Although FINIAN’S RAINBOW asks, “How are things in Glocca Morra,” let’s instead enquire, “How are things in Germany and South Korea?

Where Broadway musicals are concerned, David Savran assures us that things are quite well in these two very disparate countries.

Savran’s new book from Oxford University Press is called TELL IT TO THE WORLD: The American Musical Abroad. His title comes from

“Gee, Officer Krupke.” Recall that the Jet named Action exclaims, “Lemme tell it to the world!”

Bringing up WEST SIDE STORY is hardly irrelevant, for it’s cited a great deal in this 308-page work.

Julia Migenes, whom we know as the original Hodel in FIDDLER ON THE ROOF and Rachel in the recording of RAGS, was Maria when the musical premiered in Berlin in 1961. At the time, critics said that it was “musically thin” and “a catastrophe of taste.”

Fifty-two years later, it was a different story for WEST SIDE STORY. After the classic entered a Berlin opera house’s repertoire in 2013, it stayed in the mix until 2019.

Savran reports that WEST SIDE STORY is among Germany’s most popular musicals. CABARET, FIDDLER ON THE ROOF, LA CAGE AUX FOLLES, HAIR and KISS ME, KATE are the other top Broadway imports. Runners-up, he says, are MAN OF LA MANCHA and HELLO, DOLLY!

TELL IT TO THE WORLD was inspired by three people that Savran had met. One was Ji Hyon (Kayla) Yuh, a student in his musical theater seminar. She wrote a paper about a production of DREAMGIRLS in Korea that was non-traditionally cast.

The Asian performers made no attempt to be black en route to “eliminating the show’s racial elements,” wrote Yuh. The souvenir program also stated that “issues of race will be excluded” AND THAT “the story behind a young singer’s journey of being a glamorous star will be emphasized for a tighter drama that will move the Korean audience.”

You may have a pro or con opinion on this, but Savran doesn’t often judge what he’s gleaned from seeing and reading about American musicals in these two countries. He simply put facts out there so that you can draw your own conclusions.

You’re sure to have opinions on how director Barrie Kosky interprets our classics.

Kosky’s 2017 reimagining of FIDDLER ON THE ROOF started with a boy who “is the sole modern-dressed figure in the musical. Wearing a green hoodie, sporting headphones, and entering on a scooter at the top of the show, the boy takes out a fiddle and begins to play.”

When Kosky tackled CANDIDE, he arranged that “during the opening scene in the Westphalian schoolhouse, a large colored map was on the back wall bearing the legend ‘Die Erde Klimazonen,’ the earth’s climate zones – most of them an alarming red, orange and yellow.”

Try making a garden grow under those circumstances.
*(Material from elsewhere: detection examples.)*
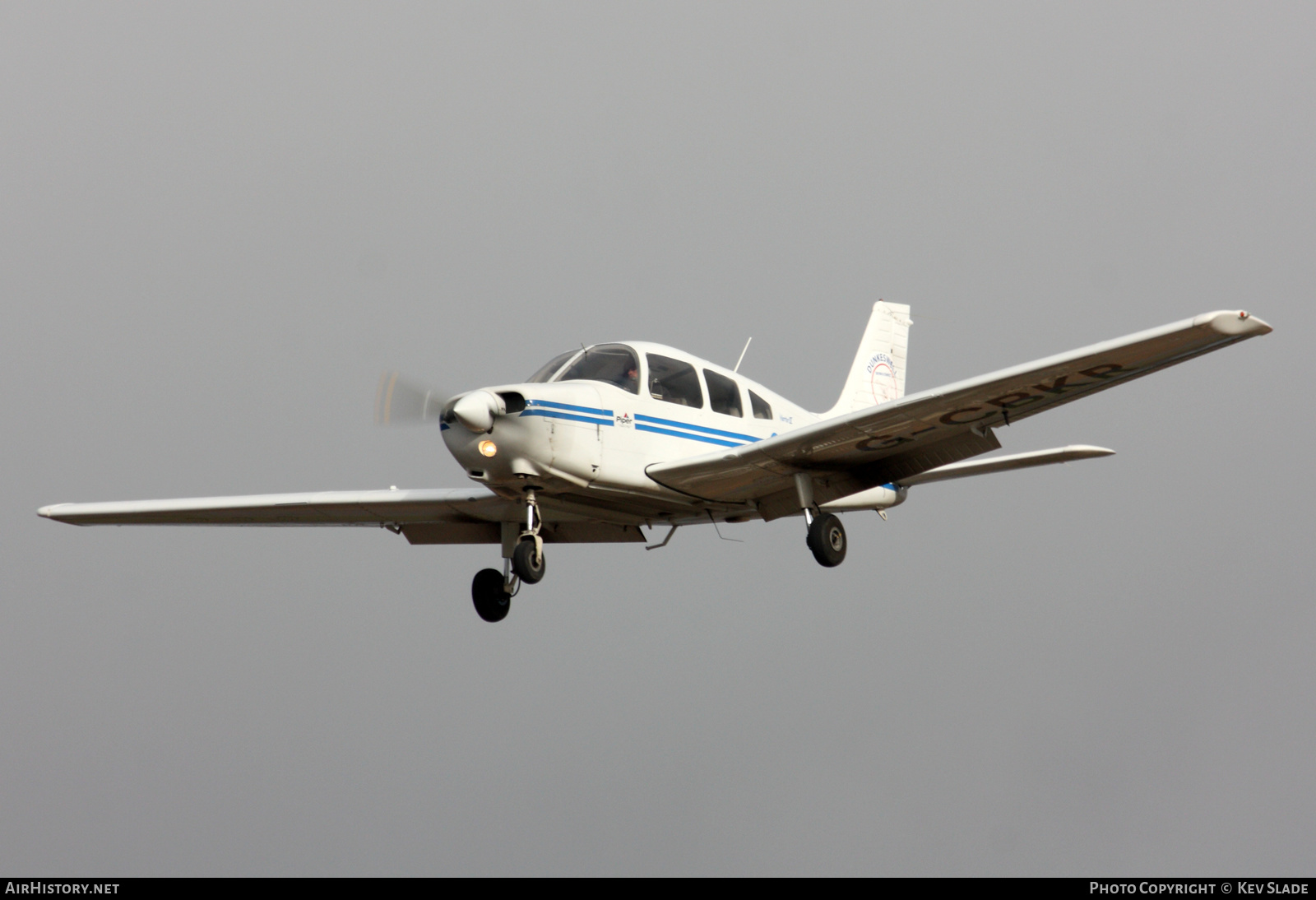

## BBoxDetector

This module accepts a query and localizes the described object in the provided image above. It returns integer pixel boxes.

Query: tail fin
[825,300,910,419]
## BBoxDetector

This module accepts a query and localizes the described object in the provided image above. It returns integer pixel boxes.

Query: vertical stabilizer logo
[864,353,897,402]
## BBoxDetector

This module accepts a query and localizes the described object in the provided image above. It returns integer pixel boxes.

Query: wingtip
[1195,309,1275,336]
[1064,443,1114,458]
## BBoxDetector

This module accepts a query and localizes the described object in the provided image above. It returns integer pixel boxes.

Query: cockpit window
[649,353,704,409]
[525,350,581,384]
[704,369,745,415]
[555,343,640,393]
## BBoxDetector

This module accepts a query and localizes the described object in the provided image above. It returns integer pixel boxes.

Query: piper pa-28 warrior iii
[38,300,1272,623]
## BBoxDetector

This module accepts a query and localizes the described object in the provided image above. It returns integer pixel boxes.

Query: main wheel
[471,568,512,623]
[512,540,548,584]
[805,513,845,568]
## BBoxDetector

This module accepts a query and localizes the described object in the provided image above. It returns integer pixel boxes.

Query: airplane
[37,300,1272,623]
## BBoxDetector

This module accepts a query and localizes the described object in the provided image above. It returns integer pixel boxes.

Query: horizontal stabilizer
[897,443,1114,487]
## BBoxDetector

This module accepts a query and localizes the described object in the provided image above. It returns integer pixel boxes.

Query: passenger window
[704,369,745,417]
[649,353,704,409]
[557,343,640,393]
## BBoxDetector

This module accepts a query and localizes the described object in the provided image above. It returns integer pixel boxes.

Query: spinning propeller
[375,373,508,434]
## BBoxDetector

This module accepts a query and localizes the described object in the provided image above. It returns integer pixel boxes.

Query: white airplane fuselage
[443,341,906,522]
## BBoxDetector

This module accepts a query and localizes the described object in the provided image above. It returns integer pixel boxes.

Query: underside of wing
[646,310,1272,520]
[37,487,518,527]
[37,487,645,544]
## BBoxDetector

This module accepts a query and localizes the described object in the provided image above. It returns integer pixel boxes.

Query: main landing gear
[471,488,546,623]
[795,472,846,568]
[804,511,845,568]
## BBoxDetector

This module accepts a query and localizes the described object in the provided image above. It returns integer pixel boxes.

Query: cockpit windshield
[525,350,581,384]
[554,343,640,393]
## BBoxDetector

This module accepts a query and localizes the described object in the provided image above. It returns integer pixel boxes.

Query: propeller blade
[375,373,449,425]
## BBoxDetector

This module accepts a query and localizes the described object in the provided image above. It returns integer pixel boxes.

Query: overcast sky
[0,2,1316,876]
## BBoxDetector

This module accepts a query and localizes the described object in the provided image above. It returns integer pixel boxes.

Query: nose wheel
[471,568,512,623]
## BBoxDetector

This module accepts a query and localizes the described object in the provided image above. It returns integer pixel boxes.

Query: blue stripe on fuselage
[636,413,762,443]
[636,422,745,448]
[521,409,612,426]
[522,400,612,415]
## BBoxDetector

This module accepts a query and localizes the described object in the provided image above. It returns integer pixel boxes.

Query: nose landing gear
[471,568,512,623]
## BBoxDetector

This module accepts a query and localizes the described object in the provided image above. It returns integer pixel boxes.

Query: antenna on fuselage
[732,338,754,373]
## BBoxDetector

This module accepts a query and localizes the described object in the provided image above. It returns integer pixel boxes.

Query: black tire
[512,540,548,584]
[805,513,846,568]
[471,568,512,623]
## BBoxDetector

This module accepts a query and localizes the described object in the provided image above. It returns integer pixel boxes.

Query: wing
[646,310,1272,520]
[37,487,645,544]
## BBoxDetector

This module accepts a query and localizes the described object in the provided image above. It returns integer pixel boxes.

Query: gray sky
[0,2,1316,875]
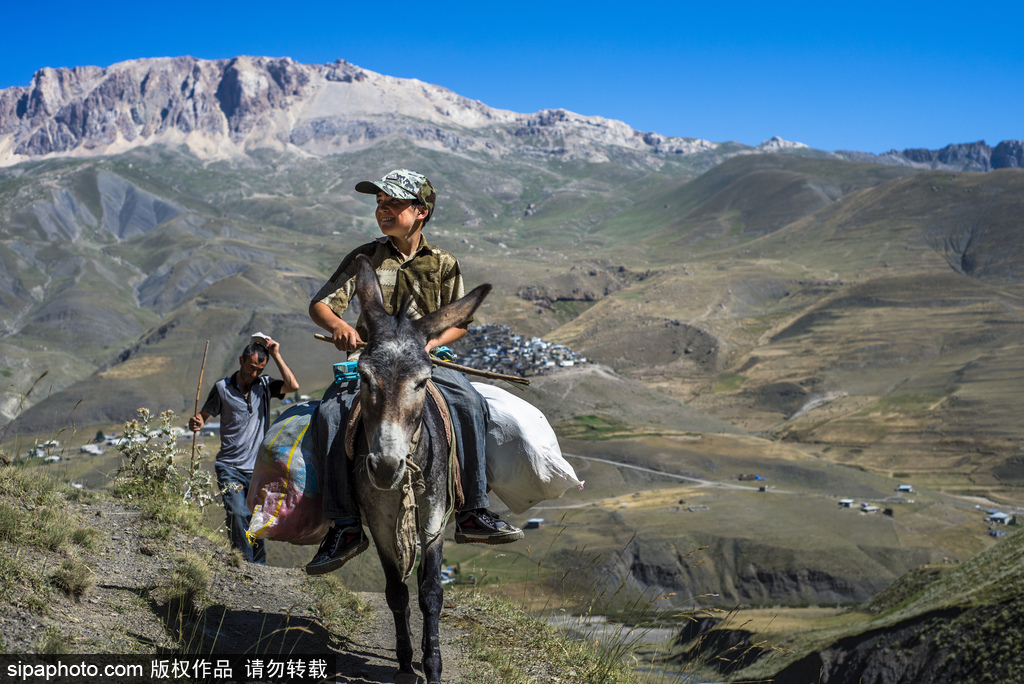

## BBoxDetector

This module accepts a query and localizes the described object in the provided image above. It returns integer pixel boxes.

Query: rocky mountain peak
[0,55,716,166]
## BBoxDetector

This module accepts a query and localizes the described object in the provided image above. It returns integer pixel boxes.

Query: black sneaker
[306,525,370,574]
[455,508,522,544]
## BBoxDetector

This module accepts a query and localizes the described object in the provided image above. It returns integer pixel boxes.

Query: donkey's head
[355,255,490,489]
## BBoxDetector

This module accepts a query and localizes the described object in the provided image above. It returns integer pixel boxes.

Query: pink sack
[246,401,331,544]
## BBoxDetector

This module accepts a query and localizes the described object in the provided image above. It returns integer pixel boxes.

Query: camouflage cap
[355,169,437,223]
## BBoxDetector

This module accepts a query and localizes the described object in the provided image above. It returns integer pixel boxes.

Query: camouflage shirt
[312,236,466,340]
Kosky’s also decided that “Cunegonde’s coloratura tour-de-force ‘Glitter and Be Gay’ is staged as flashy pole dance in a Paris dive in which Cunegonde is surrounded by six wriggling women dancers.”

For KISS ME, KATE, Kosky’s take on THE TAMING OF THE SHREW that’s trying out in Ford’s Theatre in Baltimore should have an ensemble of “glittering, sequined brightly cowboy outfits.”

Well, Kosky does describe himself as “a Jewish gay kangaroo.” All of the above, Savran says, fed into “Germany’s cliched but not inaccurate view of the Broadway musical as the most emblematically gay US-American performance genre.”

We don’t learn the sexual orientation of Sebastian Welker, another German director, who did a 2016 production of HAIRSPRAY in Cologne. It “incorporated a mute, glitter-clad, presumably invisible Statue of Liberty played by a male actor who shadowed the characters and even ended up in jail with them, comforting the ill-used Tracy.” Along the way, Welker made a concerted effort to mock a then-current American president.

So, German interpretations of American musicals have greatly changed over the years. At first, they were staged as replicas of the originals. In 1925, NO, NO, NANETTE was produced in Berlin to great success. The political climate that infected Germany soon thereafter meant that the country wouldn’t see American musicals until after World War II.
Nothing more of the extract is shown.